Il n'y a probablement pas de « bonne manière » d'annoncer une si mauvaise nouvelle, mais des maladresses peuvent certainement être évitées dans cet exercice difficile (exposé brutal de termes purement techniques, commentaires « à chaud » pour des tiers, collègues, stagiaires, au moment de l'examen échographique par exemple).
Diagnostic de certitude d'une anomalie curable
Une cardiopathie à type de transposition des gros vaisseaux, par exemple, anomalie isolée d'un membre nécessitant une intervention correctrice, fente labio-palatine isolée. Dans ce cas, le rôle – bénéfique — du diagnostic prénatal consisterait à préparer les parents et l'équipe médicale à un meilleur accueil du nouveau-né. Il pourra s'agir d’envisager une prise en charge médicale spécifique, parfois urgente à la naissance, ou plus souvent d'une information aux parents permettant d'atténuer le traumatisme de la découverte à la naissance, et d’anticiper les étapes de la prise en charge de l'enfant. En cas de fente labio-palatine, par exemple, la rencontre avec l'équipe chirurgicale, voire avec d'autres parents et enfants opérés, l'explication des différents temps opératoires, permettent certainement un bien meilleur accueil de l'enfant.

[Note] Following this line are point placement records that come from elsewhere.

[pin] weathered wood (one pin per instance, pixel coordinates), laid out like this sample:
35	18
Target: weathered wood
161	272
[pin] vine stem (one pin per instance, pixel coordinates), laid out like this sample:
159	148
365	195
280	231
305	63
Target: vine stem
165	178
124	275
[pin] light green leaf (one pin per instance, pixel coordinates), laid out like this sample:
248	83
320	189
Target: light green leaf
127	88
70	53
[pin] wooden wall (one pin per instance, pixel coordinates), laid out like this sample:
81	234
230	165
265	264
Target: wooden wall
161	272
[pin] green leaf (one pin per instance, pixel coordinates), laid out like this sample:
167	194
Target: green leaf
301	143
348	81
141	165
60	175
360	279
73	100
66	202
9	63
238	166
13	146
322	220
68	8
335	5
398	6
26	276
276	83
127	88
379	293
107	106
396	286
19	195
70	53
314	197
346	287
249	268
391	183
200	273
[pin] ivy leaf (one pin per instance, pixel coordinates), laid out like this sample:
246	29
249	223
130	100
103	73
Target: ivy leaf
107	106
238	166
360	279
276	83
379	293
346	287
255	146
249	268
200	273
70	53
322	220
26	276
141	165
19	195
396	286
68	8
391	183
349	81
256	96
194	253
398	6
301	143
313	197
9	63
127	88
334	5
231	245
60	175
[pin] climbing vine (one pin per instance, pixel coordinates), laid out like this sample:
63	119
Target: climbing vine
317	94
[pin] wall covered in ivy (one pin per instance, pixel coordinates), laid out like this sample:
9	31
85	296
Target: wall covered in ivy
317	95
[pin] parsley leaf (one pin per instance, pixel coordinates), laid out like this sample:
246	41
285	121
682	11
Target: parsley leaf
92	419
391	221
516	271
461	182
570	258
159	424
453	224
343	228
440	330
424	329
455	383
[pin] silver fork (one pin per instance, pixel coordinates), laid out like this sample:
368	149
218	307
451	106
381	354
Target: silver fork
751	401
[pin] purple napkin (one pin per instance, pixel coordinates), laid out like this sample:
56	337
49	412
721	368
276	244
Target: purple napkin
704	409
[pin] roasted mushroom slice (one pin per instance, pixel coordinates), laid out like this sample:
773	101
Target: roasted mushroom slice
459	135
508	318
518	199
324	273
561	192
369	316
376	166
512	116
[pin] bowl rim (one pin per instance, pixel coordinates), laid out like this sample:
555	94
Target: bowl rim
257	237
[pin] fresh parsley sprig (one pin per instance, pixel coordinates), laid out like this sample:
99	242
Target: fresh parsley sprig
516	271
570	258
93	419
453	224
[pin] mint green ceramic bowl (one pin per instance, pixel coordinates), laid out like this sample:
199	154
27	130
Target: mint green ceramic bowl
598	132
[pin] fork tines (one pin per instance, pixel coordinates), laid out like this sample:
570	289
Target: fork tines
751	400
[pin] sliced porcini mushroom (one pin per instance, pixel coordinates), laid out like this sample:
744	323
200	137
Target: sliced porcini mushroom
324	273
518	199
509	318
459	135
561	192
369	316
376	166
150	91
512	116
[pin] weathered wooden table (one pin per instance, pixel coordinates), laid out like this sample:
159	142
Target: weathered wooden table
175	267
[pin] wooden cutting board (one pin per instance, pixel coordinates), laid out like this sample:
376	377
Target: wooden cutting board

Anomalie suspectée, voire certaine, sans possibilité d'en préciser le pronostic
Il s'agit d'une « probabilité de handicap », notion difficilement acceptable, mais qui est pourtant fréquemment rencontrée. Citons l'agénésie complète isolée du corps calleux, l'infection materno-foetale à cytomégalovirus sans anomalie échographique, la dilatation isolée des ventricules cérébraux, etc. Dans toutes ces situations se présente un dilemme pour le médecin (quelle information donner pour ne pas taire la vérité mais ne pas briser pour autant tout projet d'enfant ?) comme pour les parents (assumer le choix d'élever un enfant porteur de handicap ou bien condamner un enfant peut-être bien portant ?). La nécessaire confirmation du diagnostic auprès de différents experts va rendre encore plus complexe la relation, du fait de la multiplicité des intervenants et des délais parfois longs pour tenter de préciser un pronostic ou une évolution.
Dans cette démarche, le médecin doit résister à certaines tentations : celle de la dérobade par son silence, celle du « prêt-à-porter » (telle anomalie serait synonyme de telle conduite), celle de vouloir tout régler tout de suite, de trop en dire dans le diagnostic et le pronostic, celle d’être tenté de faire le choix à la place des futurs parents, ou à l'inverse de faire reposer sur leurs seules épaules la responsabilité d'une décision difficile, après avoir délivré une information technique, chiffrée et dépassionnée. Enfin, celle de croire que l'on peut toujours faire « bien » si l'on tient compte de tout ce qui vient d'être dit.